Goal: Field studies of an area.



  1. Chose a natural or mostly natural area to which you can have access at least twice for up to an hour during your study period.
  2. Measure an area 6 feet by 6 feet (or 2 meters by 2 meters). Place sticks in the ground at the corners and use your string to mark the boundary.
  3. Count EVERY non-microscopic organism you can observe in the area.
    1. If necessary for certain organisms, use a sampling technique. For example, for blades of grass, count the number of blades in a 2" x 2" area, and repeat for 5-10 areas (until your patience runs out). Determine the total number counted and the total area included in your count.
    2. Figure out what proportion of your total field area (6x6 ') your sample area covers. For example, if you have a 6x6' area, you have a 72x72 inch area or 5184 inches.
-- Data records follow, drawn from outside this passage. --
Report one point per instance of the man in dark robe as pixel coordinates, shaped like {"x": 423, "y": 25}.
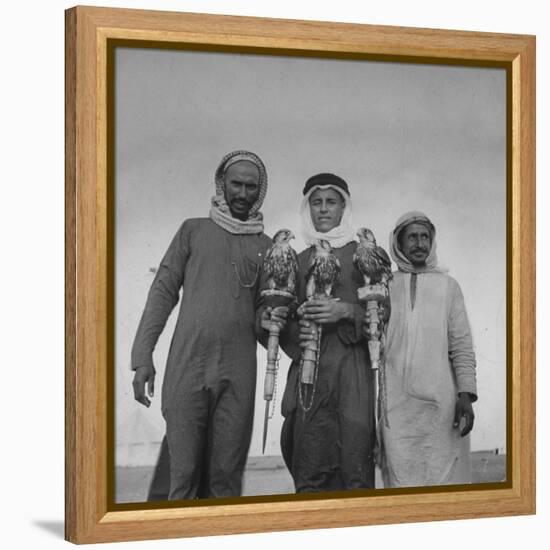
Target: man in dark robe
{"x": 328, "y": 443}
{"x": 209, "y": 383}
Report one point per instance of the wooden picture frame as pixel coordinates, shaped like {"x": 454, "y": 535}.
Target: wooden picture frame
{"x": 90, "y": 35}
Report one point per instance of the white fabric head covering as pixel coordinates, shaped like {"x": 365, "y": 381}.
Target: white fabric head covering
{"x": 220, "y": 212}
{"x": 403, "y": 263}
{"x": 338, "y": 236}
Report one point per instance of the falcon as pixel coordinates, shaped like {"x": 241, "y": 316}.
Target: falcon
{"x": 281, "y": 263}
{"x": 372, "y": 260}
{"x": 323, "y": 272}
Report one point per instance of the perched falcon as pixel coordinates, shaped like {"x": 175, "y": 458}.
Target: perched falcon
{"x": 323, "y": 272}
{"x": 371, "y": 260}
{"x": 281, "y": 263}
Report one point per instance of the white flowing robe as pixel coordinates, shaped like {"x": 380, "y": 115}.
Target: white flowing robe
{"x": 429, "y": 360}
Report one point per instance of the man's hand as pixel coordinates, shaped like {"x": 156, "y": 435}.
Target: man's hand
{"x": 464, "y": 409}
{"x": 275, "y": 315}
{"x": 144, "y": 375}
{"x": 325, "y": 312}
{"x": 384, "y": 311}
{"x": 307, "y": 332}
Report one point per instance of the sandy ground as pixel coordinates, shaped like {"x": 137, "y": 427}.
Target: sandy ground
{"x": 269, "y": 476}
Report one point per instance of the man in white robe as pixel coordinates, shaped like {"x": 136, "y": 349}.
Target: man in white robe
{"x": 430, "y": 366}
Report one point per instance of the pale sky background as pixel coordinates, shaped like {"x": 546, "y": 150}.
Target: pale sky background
{"x": 404, "y": 137}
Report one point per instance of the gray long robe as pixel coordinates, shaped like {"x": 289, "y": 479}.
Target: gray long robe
{"x": 210, "y": 378}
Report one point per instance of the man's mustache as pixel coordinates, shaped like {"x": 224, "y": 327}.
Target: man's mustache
{"x": 240, "y": 201}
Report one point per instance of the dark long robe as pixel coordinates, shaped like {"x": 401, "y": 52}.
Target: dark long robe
{"x": 330, "y": 447}
{"x": 209, "y": 383}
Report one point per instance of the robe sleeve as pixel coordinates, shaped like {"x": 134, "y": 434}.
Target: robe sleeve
{"x": 461, "y": 352}
{"x": 162, "y": 298}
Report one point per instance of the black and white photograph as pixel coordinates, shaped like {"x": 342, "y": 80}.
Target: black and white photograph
{"x": 310, "y": 274}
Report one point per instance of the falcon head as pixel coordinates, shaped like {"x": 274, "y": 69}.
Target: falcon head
{"x": 366, "y": 237}
{"x": 283, "y": 236}
{"x": 323, "y": 247}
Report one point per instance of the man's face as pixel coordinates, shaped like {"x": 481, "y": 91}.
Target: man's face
{"x": 415, "y": 242}
{"x": 326, "y": 207}
{"x": 242, "y": 188}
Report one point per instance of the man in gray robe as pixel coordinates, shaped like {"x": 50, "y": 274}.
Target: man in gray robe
{"x": 430, "y": 366}
{"x": 209, "y": 384}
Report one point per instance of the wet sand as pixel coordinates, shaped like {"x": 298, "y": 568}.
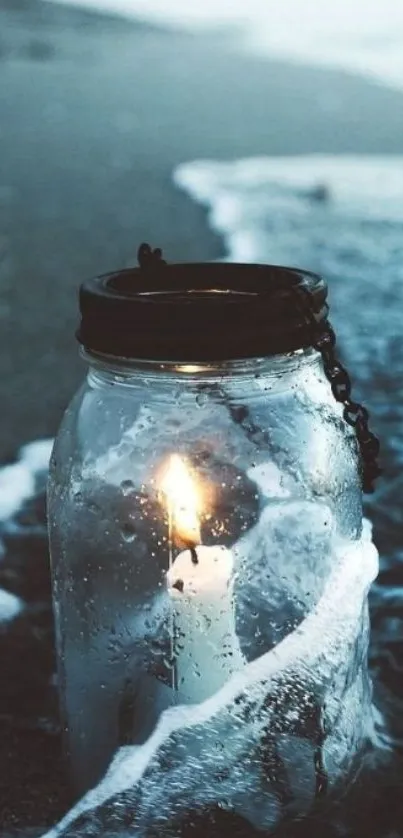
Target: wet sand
{"x": 95, "y": 113}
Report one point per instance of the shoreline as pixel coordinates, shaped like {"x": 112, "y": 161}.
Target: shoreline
{"x": 96, "y": 114}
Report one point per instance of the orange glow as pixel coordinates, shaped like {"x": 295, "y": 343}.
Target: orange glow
{"x": 183, "y": 501}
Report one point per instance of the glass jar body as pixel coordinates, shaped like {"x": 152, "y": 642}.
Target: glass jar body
{"x": 281, "y": 491}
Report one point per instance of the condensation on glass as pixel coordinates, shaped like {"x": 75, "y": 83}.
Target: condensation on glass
{"x": 206, "y": 524}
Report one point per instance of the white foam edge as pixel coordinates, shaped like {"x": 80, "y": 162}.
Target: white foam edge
{"x": 17, "y": 481}
{"x": 355, "y": 570}
{"x": 10, "y": 606}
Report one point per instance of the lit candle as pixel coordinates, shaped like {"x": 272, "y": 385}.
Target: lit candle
{"x": 205, "y": 645}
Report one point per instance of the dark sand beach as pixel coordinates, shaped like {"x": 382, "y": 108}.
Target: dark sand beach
{"x": 95, "y": 113}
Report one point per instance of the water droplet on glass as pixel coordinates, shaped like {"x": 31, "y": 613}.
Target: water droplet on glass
{"x": 127, "y": 487}
{"x": 128, "y": 532}
{"x": 201, "y": 399}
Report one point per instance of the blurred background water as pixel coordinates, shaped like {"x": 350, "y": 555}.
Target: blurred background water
{"x": 276, "y": 137}
{"x": 361, "y": 35}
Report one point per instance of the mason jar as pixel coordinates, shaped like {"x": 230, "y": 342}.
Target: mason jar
{"x": 205, "y": 509}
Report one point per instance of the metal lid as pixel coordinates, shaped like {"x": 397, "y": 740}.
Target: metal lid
{"x": 200, "y": 312}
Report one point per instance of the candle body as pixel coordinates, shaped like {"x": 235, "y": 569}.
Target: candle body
{"x": 206, "y": 648}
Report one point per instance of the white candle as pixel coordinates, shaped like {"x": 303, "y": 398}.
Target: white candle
{"x": 206, "y": 648}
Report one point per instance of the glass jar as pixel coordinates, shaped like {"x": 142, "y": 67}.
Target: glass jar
{"x": 202, "y": 502}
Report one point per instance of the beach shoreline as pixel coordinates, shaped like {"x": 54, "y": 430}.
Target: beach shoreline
{"x": 96, "y": 114}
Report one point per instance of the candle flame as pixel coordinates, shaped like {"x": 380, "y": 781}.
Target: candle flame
{"x": 183, "y": 501}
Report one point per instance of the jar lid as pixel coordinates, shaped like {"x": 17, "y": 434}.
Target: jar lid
{"x": 200, "y": 312}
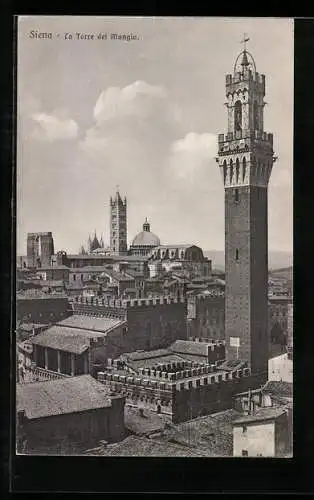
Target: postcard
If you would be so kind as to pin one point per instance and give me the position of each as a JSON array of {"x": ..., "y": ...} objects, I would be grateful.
[{"x": 154, "y": 303}]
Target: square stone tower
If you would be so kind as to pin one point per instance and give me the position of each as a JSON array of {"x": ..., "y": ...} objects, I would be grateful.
[
  {"x": 245, "y": 160},
  {"x": 40, "y": 249},
  {"x": 118, "y": 225}
]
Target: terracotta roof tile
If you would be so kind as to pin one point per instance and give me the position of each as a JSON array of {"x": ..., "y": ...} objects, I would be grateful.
[{"x": 57, "y": 397}]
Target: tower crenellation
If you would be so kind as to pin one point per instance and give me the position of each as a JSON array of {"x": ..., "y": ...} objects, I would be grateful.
[
  {"x": 245, "y": 158},
  {"x": 118, "y": 225}
]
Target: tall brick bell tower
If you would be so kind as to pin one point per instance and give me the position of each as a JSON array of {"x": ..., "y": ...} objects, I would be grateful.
[
  {"x": 245, "y": 160},
  {"x": 118, "y": 225}
]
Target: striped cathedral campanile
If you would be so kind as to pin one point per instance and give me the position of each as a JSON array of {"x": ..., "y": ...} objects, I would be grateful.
[
  {"x": 246, "y": 159},
  {"x": 118, "y": 225}
]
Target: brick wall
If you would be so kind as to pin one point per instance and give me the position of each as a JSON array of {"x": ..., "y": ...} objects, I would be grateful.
[
  {"x": 42, "y": 310},
  {"x": 246, "y": 275},
  {"x": 178, "y": 395},
  {"x": 70, "y": 431}
]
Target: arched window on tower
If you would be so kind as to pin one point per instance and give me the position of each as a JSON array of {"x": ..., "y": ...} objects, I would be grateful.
[
  {"x": 238, "y": 116},
  {"x": 237, "y": 170},
  {"x": 244, "y": 169},
  {"x": 258, "y": 168},
  {"x": 225, "y": 170},
  {"x": 231, "y": 170},
  {"x": 255, "y": 116}
]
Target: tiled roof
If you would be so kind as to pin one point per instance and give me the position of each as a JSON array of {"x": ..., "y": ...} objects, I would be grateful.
[
  {"x": 51, "y": 268},
  {"x": 118, "y": 276},
  {"x": 134, "y": 446},
  {"x": 168, "y": 358},
  {"x": 29, "y": 327},
  {"x": 136, "y": 356},
  {"x": 100, "y": 324},
  {"x": 73, "y": 340},
  {"x": 47, "y": 283},
  {"x": 232, "y": 364},
  {"x": 119, "y": 258},
  {"x": 190, "y": 347},
  {"x": 269, "y": 413},
  {"x": 186, "y": 357},
  {"x": 184, "y": 245},
  {"x": 88, "y": 269},
  {"x": 278, "y": 388},
  {"x": 134, "y": 274},
  {"x": 58, "y": 397},
  {"x": 211, "y": 434}
]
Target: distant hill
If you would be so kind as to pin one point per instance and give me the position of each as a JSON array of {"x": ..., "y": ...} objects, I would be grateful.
[{"x": 276, "y": 259}]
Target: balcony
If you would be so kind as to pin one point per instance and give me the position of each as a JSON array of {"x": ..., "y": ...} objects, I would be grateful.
[{"x": 246, "y": 134}]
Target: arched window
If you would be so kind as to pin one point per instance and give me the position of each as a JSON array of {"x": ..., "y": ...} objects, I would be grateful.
[
  {"x": 225, "y": 170},
  {"x": 237, "y": 170},
  {"x": 238, "y": 116},
  {"x": 255, "y": 116},
  {"x": 244, "y": 168}
]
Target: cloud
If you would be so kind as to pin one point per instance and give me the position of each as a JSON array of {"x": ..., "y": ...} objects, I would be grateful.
[
  {"x": 53, "y": 127},
  {"x": 191, "y": 155},
  {"x": 134, "y": 100},
  {"x": 281, "y": 178}
]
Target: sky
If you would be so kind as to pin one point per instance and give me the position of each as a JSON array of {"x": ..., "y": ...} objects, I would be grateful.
[{"x": 143, "y": 115}]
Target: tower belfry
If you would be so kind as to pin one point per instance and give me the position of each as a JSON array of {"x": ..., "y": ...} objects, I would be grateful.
[{"x": 246, "y": 157}]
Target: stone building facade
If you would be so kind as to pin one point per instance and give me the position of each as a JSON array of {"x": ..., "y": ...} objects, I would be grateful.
[
  {"x": 151, "y": 323},
  {"x": 118, "y": 225},
  {"x": 100, "y": 329},
  {"x": 245, "y": 158},
  {"x": 189, "y": 258},
  {"x": 183, "y": 390},
  {"x": 144, "y": 242},
  {"x": 206, "y": 315},
  {"x": 43, "y": 310},
  {"x": 67, "y": 415},
  {"x": 40, "y": 249}
]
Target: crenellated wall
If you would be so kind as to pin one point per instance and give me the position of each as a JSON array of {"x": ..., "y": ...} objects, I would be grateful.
[
  {"x": 151, "y": 323},
  {"x": 186, "y": 393}
]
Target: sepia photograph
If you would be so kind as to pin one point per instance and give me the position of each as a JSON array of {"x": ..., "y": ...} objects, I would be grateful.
[{"x": 154, "y": 236}]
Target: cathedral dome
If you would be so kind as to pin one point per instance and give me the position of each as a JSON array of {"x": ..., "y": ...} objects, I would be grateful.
[{"x": 146, "y": 238}]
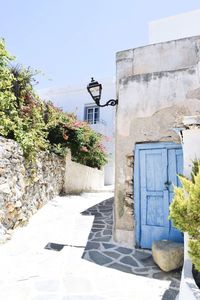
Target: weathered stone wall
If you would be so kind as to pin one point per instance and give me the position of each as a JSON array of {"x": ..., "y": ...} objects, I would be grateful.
[
  {"x": 79, "y": 178},
  {"x": 23, "y": 189},
  {"x": 156, "y": 86}
]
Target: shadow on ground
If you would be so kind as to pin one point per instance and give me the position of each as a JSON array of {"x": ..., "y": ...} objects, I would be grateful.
[{"x": 102, "y": 250}]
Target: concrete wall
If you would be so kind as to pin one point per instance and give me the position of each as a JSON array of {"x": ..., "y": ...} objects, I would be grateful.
[
  {"x": 79, "y": 178},
  {"x": 175, "y": 27},
  {"x": 156, "y": 86}
]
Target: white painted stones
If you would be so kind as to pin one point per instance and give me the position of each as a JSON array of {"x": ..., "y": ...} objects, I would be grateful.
[{"x": 168, "y": 255}]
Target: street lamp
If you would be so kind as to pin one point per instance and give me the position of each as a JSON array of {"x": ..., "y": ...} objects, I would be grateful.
[{"x": 94, "y": 89}]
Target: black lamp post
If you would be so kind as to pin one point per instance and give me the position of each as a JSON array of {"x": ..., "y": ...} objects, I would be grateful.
[{"x": 94, "y": 89}]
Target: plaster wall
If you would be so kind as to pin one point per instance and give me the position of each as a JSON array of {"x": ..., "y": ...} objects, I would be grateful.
[
  {"x": 175, "y": 27},
  {"x": 151, "y": 104},
  {"x": 74, "y": 99}
]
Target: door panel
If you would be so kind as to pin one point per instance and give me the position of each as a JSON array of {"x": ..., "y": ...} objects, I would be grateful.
[
  {"x": 157, "y": 174},
  {"x": 153, "y": 174}
]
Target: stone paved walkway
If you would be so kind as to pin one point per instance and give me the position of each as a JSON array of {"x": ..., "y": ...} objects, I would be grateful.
[
  {"x": 101, "y": 250},
  {"x": 29, "y": 270}
]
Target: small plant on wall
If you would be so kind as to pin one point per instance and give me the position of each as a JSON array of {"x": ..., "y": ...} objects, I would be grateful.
[{"x": 185, "y": 212}]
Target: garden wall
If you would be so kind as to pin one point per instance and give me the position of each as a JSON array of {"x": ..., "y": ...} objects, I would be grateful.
[
  {"x": 22, "y": 190},
  {"x": 79, "y": 178}
]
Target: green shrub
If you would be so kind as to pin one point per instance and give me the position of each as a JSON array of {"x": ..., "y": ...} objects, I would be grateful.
[
  {"x": 37, "y": 125},
  {"x": 185, "y": 211}
]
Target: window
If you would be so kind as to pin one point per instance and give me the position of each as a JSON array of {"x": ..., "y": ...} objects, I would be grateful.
[{"x": 92, "y": 114}]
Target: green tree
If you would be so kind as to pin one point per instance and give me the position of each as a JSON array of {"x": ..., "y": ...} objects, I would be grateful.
[{"x": 185, "y": 212}]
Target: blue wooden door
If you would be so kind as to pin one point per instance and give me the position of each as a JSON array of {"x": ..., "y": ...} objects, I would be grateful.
[{"x": 156, "y": 169}]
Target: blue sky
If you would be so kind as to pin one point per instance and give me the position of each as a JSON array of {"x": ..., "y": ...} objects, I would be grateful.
[{"x": 72, "y": 40}]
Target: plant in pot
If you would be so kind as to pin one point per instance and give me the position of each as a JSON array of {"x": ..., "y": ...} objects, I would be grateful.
[{"x": 185, "y": 214}]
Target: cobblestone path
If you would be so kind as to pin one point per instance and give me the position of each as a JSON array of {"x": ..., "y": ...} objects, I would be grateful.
[{"x": 102, "y": 250}]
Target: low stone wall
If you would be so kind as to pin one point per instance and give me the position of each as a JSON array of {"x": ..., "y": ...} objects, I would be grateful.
[
  {"x": 23, "y": 189},
  {"x": 79, "y": 178}
]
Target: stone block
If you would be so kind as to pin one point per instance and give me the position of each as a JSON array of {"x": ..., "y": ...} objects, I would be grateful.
[{"x": 168, "y": 255}]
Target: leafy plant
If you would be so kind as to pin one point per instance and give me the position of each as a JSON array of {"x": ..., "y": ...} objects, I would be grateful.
[
  {"x": 37, "y": 125},
  {"x": 185, "y": 211}
]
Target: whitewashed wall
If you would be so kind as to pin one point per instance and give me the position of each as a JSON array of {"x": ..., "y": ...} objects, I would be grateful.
[{"x": 175, "y": 27}]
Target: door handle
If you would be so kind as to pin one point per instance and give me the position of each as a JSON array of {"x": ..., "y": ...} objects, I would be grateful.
[{"x": 167, "y": 185}]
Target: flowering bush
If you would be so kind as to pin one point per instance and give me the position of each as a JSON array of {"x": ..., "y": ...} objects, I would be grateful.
[{"x": 37, "y": 125}]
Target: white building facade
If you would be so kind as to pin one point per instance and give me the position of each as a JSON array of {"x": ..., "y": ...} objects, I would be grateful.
[{"x": 77, "y": 100}]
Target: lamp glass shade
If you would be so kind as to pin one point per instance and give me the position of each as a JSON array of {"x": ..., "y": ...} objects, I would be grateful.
[{"x": 94, "y": 88}]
If you counted 152, 79, 331, 16, and 222 blades of grass in 5 2*2" areas, you have a total of 800 blades of grass in 5 * 4 sq. inches= 20 square inches. The ratio of grass to inches is 800/20 and this proportion should hold true (assuming similar conditions throughout your area) throughout the whole area. So you have 800/20 = x/52200. x = 55184* 800/20, or 207360 blades of grass in your sample area (which is why you don't want to count the whole thing).
    3. Estimate the accuracy of your sampling. Since in this particular case, we had a wide variation in sample counts, the result is probably not very good. If our sample counts had been 157, 163, 159, 161, 160, for example, we could have assumed a more uniform distribution of our 800 leaves of grass and a high accuracy of our total for the whole area.
    4. Use this method for other populations as necessary. [I used this method the last time I turned the compost heap and came up with approximately 20,000 sow bugs in my compost, based on the surface concentration when I first opened the lid and the volume of the bin. However, the population density of the sow bugs was much less in the middle of the compost, so it only looked really awful. It was actually merely mildly awful.]
  4. Repeat counts for at least two species at another time of day at least two days after your first observations.

Reporting your results

  1. What are the most populous species (or types of species) in your study area?
  2. What types of organisms (large plants, flowers, insects, mammals greater that 300 lb.) show the greatest diversity of species in your area?
  3. What are the changes in your species counts? What might account for the differences?
  4. How would removing the most populous species in your area change the dependencies of the area? Could the remaining species survive?